Argparse – Argparse, (not listed here optiparse) are other options that you can also use.  It works by providing a set of rules to handle arguments for a specific command and then assigns those to variables globally.  Good part of argparse is the argument section is very flexible and you can add things like flags.  I think overall it’s a bit harder to implement then the above two cases (but more flexible).  I think this is used mostly with a single file.

Sys/Os – The system and os library is well worth getting to know.  It provides a great way to interact with the operating system.  From checking on files, directories to … doing a stat on a file to …  One of the great uses of Sys and Os commands is the ability to manipulate stdin, arguments and stdout.  I’ve used this to generate python scripts that accept piped results.  Another interesting library to check on for this specifically is subprocess model, which allows you to run commands in the background and provides file like objects for stdin, stdout and stderr (with subprocess.PIPE allowing you to pipe results between subprocesses).

The parallel processing part of my project was pretty cool.  I worked mostly with multiprocessing and the threading library.  Multiprocessing allows you to produce new processes via fork, threading allows for shared memory between processes.

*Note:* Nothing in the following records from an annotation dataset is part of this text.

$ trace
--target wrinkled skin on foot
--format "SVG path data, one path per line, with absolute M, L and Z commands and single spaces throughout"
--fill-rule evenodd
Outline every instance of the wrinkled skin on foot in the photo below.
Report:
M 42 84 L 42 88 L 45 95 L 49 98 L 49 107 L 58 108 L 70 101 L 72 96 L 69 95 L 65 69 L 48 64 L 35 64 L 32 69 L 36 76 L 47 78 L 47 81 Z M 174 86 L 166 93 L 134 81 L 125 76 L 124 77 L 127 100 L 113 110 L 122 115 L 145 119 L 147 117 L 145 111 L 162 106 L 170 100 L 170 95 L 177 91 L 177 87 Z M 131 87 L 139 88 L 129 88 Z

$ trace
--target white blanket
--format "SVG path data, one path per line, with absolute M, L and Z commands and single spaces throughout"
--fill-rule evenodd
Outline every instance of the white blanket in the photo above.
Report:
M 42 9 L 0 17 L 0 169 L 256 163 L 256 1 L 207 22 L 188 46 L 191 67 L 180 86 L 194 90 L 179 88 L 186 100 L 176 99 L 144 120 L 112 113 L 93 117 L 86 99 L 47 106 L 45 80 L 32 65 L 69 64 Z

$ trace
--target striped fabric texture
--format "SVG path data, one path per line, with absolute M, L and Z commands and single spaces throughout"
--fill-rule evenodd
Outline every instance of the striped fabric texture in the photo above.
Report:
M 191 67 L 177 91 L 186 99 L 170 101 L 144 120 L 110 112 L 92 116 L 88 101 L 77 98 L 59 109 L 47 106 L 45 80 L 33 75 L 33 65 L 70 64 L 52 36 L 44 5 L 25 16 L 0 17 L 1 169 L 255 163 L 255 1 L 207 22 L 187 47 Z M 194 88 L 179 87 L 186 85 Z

multiprocessing – I really like this library.  You can create a set of workers and provide them a function to do work in parallel.  The join command (similar to bash) waits until they are all done and then continues the process.  The overall command is pretty easy to pick up, you create a multiprocessing process, provide a target function and a set of arguments for the function (typically in list format).   You than just use the start method on the project and it begins to run it in the background.  Other cool things about multiprocessing is the ability to set up queues, pipes (bi-directional communication) and proxy shared-memory manager for dictionaries and lists (didn’t get to work, but see docs).  One thing I did run into is working around shared memory issues (initial fault in not researching threading vs multiprocessing).

threading – The commands are similar to multiprocessing (in terms of setting up), but runs things in a thread instead of a process.  You’ll see threading used a lot in libraries.  TCPServer in the previous post (SocketServer library) uses it in it’s mixing.

Celery – I didn’t get into celery as much as I’d like to.  Mostly due to not wanting to set up rabbitmq or redis for a tiny application (I used sqlite to keep foot print small and set up easy).  It’s still a great tool to look more into as it runs a queue (or set of queues) for you and allows you to execute things asynchronously (use for messaging too).  I will probably look more into this library and the associated products in the future.

The application I developed was a tool for managing database connections.  It was split into 3 parts, a process that polls AWS for connection information, a database for storing that information (sqlite) and a process that managed SQL connections for me (through port forwarding).  This was all controlled via CLI based on Cmd library.  Messages were sent to polling and SQL connection manager via queues (multiprocessing) with each process run within a separate process (multiprocessing).  Within SQL connection manager, I created TCPServer (SocketServer), which I ran in a different thread and added to a class to manage connections.  The threading was done partially to isolate failures due to a computer shutting down or refusing a connection.  This prevents the entire application from failing due to the actions of a single TCPServer.  Overall, I’ve liked the experiment so far, but don’t intend to do much more with it.  It was a experiment to test out a lot of these libraries and get a deeper understanding about things like ssh.